This time Mr. Mitchell sent his closed fist into the center of John Preswick’s face, catching the tip of his nose and his upper lip, bringing blood from the nostrils. As he drew back his hand, he wiped it upon John Preswick’s shirt, smiling at his feeble attempts to rise to his feet. And when, at last, John Preswick did stand erect, he placed a hand in the center of his chest, and flung him back over the sacks.
“For a while,” he said apologetically. “It will give your blood a chance to cool. I favor men with hot blood, but they must know how and when to use it, eh, Mr. Cortlandt?”

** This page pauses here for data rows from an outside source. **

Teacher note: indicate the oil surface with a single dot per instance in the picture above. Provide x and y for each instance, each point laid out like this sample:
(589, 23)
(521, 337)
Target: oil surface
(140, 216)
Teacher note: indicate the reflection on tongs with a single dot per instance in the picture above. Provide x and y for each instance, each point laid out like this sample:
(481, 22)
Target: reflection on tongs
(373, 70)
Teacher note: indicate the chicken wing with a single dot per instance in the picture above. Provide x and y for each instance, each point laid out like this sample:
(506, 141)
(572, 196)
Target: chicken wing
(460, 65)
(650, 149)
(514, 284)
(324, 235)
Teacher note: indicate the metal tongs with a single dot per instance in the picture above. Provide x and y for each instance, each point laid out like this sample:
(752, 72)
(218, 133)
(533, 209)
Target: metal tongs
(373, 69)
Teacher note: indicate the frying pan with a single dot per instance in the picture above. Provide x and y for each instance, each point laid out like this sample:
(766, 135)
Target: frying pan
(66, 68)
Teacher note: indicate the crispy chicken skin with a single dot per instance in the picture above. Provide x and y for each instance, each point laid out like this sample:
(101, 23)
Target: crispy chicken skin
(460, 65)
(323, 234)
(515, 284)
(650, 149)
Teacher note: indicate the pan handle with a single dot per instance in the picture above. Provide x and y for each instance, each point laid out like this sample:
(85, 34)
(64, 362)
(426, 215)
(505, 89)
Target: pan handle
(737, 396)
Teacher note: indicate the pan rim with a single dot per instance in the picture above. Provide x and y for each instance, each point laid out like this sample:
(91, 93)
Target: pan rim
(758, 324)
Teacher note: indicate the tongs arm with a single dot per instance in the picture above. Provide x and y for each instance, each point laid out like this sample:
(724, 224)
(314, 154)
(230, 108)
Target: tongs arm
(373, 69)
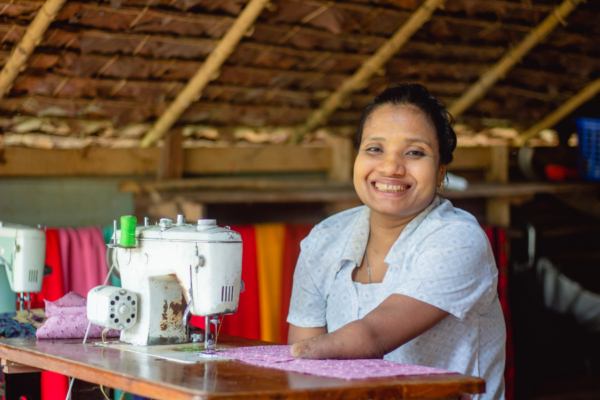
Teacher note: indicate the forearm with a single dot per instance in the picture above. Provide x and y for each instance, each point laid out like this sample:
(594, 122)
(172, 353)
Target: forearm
(354, 340)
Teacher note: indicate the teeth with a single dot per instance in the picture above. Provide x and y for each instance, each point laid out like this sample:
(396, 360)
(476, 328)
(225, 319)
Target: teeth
(384, 187)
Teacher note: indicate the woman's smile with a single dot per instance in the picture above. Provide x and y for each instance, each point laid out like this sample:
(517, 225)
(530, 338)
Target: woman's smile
(398, 168)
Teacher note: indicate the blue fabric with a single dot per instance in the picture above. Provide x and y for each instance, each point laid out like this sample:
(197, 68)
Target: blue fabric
(9, 328)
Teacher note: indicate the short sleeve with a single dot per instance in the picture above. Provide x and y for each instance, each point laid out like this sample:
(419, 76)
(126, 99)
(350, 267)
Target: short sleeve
(307, 305)
(454, 279)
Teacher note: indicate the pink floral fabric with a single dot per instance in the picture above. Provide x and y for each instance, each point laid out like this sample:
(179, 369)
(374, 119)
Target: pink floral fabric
(279, 357)
(67, 319)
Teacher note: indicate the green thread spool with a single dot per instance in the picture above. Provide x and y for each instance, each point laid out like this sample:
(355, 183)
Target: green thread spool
(128, 224)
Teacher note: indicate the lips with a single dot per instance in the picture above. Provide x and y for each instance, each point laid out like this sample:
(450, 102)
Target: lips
(390, 188)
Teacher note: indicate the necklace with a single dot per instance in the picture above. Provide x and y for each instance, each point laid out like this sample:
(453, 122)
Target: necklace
(368, 268)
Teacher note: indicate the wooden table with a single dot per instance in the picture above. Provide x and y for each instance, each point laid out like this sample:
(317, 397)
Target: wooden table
(158, 379)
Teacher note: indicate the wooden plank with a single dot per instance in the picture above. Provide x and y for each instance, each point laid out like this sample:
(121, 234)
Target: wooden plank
(11, 367)
(80, 162)
(171, 160)
(342, 159)
(471, 158)
(256, 159)
(121, 162)
(158, 379)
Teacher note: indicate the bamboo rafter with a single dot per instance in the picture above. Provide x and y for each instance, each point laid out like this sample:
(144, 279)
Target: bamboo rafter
(372, 65)
(567, 108)
(205, 74)
(33, 36)
(511, 58)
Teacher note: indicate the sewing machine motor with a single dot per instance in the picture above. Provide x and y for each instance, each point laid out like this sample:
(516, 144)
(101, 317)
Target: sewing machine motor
(174, 269)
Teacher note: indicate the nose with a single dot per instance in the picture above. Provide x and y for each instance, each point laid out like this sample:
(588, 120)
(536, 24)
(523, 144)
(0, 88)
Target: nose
(392, 165)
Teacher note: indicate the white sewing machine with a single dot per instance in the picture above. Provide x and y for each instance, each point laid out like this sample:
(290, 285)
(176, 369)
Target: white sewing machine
(174, 269)
(23, 252)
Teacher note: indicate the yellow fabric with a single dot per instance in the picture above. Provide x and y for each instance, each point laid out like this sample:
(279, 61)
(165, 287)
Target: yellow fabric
(270, 240)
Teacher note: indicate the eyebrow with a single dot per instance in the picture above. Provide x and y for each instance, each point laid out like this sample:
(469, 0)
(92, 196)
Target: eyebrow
(407, 140)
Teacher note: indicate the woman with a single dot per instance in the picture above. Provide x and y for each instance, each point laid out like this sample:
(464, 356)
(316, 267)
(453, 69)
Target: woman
(406, 277)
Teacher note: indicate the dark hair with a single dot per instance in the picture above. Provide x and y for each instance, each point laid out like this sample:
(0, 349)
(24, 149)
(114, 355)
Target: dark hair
(418, 96)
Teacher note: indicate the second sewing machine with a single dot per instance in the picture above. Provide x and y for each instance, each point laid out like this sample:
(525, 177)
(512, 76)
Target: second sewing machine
(169, 271)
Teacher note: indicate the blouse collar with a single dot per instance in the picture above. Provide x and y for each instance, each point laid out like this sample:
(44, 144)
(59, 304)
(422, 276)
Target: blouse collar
(357, 243)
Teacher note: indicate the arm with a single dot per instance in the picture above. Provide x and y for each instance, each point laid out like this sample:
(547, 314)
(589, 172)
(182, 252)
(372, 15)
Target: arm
(394, 322)
(297, 333)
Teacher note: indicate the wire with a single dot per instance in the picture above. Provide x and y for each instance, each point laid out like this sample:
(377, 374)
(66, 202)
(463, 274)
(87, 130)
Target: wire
(87, 331)
(219, 331)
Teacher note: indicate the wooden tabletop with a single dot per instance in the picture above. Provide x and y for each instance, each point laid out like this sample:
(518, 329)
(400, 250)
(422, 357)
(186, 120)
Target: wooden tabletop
(158, 379)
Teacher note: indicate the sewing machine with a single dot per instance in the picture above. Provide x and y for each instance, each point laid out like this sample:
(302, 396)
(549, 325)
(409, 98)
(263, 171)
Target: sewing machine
(175, 269)
(23, 252)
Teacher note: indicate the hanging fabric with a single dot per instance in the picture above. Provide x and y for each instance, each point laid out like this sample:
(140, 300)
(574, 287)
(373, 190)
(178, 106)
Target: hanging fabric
(269, 251)
(83, 255)
(52, 285)
(294, 234)
(497, 238)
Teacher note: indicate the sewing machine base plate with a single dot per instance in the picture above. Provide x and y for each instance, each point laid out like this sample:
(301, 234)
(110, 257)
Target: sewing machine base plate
(188, 353)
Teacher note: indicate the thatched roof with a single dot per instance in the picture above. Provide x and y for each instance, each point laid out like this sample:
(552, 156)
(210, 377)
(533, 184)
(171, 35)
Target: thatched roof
(106, 70)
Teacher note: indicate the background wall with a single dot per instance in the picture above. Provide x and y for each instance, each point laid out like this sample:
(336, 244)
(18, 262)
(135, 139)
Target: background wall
(59, 202)
(63, 202)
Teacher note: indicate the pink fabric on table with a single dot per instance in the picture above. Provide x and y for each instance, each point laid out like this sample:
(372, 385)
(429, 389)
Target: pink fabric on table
(67, 319)
(279, 357)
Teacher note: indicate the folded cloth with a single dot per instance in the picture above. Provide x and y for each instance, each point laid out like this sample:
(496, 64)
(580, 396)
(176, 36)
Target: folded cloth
(67, 319)
(13, 326)
(279, 357)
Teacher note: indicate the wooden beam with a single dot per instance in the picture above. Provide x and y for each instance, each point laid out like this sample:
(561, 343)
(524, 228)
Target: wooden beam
(498, 208)
(100, 161)
(360, 78)
(34, 35)
(207, 72)
(561, 112)
(171, 160)
(512, 57)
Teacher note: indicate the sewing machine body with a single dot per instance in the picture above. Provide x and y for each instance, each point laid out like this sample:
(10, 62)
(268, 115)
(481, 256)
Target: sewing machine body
(175, 265)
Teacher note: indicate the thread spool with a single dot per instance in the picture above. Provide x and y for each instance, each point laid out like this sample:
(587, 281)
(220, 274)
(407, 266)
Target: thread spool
(128, 224)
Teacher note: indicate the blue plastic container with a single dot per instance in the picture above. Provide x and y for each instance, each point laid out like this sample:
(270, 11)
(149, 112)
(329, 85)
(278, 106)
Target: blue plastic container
(588, 135)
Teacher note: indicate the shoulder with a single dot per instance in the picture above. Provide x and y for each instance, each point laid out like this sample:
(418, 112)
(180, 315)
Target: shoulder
(447, 226)
(331, 236)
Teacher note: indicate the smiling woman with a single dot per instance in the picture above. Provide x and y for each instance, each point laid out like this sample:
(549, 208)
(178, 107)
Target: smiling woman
(406, 277)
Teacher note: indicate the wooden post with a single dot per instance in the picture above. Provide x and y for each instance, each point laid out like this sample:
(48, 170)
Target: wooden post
(498, 209)
(360, 78)
(548, 122)
(206, 73)
(171, 158)
(21, 52)
(512, 57)
(342, 159)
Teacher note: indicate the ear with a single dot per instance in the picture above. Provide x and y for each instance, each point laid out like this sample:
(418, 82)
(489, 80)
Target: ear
(441, 174)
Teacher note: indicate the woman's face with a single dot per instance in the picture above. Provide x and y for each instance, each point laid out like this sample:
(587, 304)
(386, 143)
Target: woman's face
(397, 169)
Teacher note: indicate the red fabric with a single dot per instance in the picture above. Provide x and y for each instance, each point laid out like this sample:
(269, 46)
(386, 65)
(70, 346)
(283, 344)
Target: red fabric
(246, 321)
(294, 234)
(54, 386)
(52, 285)
(499, 244)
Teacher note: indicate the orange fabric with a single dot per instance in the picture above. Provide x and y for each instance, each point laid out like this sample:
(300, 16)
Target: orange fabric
(269, 251)
(246, 321)
(52, 285)
(294, 234)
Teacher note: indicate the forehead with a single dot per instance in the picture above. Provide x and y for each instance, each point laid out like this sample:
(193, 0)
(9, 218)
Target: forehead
(400, 120)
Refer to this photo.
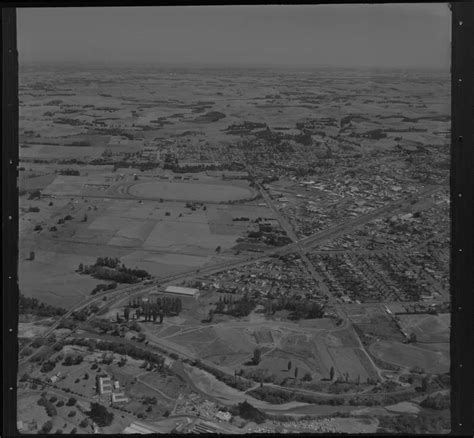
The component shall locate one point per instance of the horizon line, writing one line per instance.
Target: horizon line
(243, 65)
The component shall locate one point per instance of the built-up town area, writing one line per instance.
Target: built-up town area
(199, 254)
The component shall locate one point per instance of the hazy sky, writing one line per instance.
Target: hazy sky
(401, 35)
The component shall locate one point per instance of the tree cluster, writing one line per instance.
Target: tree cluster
(49, 407)
(109, 268)
(103, 287)
(121, 348)
(163, 306)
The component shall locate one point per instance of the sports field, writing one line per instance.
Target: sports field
(189, 191)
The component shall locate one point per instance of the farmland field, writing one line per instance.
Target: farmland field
(189, 191)
(410, 356)
(427, 328)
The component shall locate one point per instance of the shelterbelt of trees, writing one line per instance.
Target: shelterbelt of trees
(109, 268)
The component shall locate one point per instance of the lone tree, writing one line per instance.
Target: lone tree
(210, 315)
(257, 355)
(100, 415)
(47, 427)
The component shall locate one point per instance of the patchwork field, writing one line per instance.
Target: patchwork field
(409, 356)
(161, 237)
(189, 191)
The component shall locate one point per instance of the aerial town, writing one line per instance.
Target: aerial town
(201, 255)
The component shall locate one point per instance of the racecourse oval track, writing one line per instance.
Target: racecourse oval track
(189, 191)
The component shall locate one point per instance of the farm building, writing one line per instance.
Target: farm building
(105, 385)
(137, 428)
(119, 397)
(178, 290)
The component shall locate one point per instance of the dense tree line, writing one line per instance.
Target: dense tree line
(238, 308)
(73, 172)
(187, 168)
(437, 401)
(34, 307)
(109, 268)
(103, 287)
(232, 381)
(163, 306)
(120, 348)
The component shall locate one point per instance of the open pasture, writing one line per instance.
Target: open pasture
(409, 356)
(427, 328)
(51, 278)
(189, 191)
(47, 152)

From above, Mr. Cortlandt nodded judiciously, saying nothing, his lips pursed, watching every bit of what was going on below.
John Preswick glanced up, saw Mr. Cortlandt’s feet, and then returned his gaze to Mr. Mitchell, calm and imperturbable, gazing down at the nails of his upturned hands. Unchecked, the blood ran from his nose, over his shirt, sinking into it, clotting it to his skin. His dry upper lip was split, heavy, black blood welling forth to mingle with the red from his nostrils. Again he looked at Mr. Mitchell, broad of shoulder, narrow of hip, impersonally fingering his heavy, drooping mustache; and then he realized that the issue was his, just as at the inn, the drug inside of him, it had been Mr. Kwalkee’s. He said:
“I will go, but by myself I have not the strength.”
“Sir,” Mr. Mitchell suggested blandly and gently.
“Sir.”
“Then come along.” And he picked him up by the shoulders, lifting him to Mr. Cortlandt, who bent and drew him to the deck. Easily it was done, Mr. Mitchell following him, springing to the deck with a single bound.
The support of Mr. Cortlandt’s arms removed, John Preswick reeled, held his balance for an instant, and then tumbled to the deck. He crumpled there in a heap and lay with his face to the boards, the blood running in a little rivulet from his nose, staining the clear whiteness of the wood. When Mr. Mitchell came over and stirred him with the point of his boot, he did not move.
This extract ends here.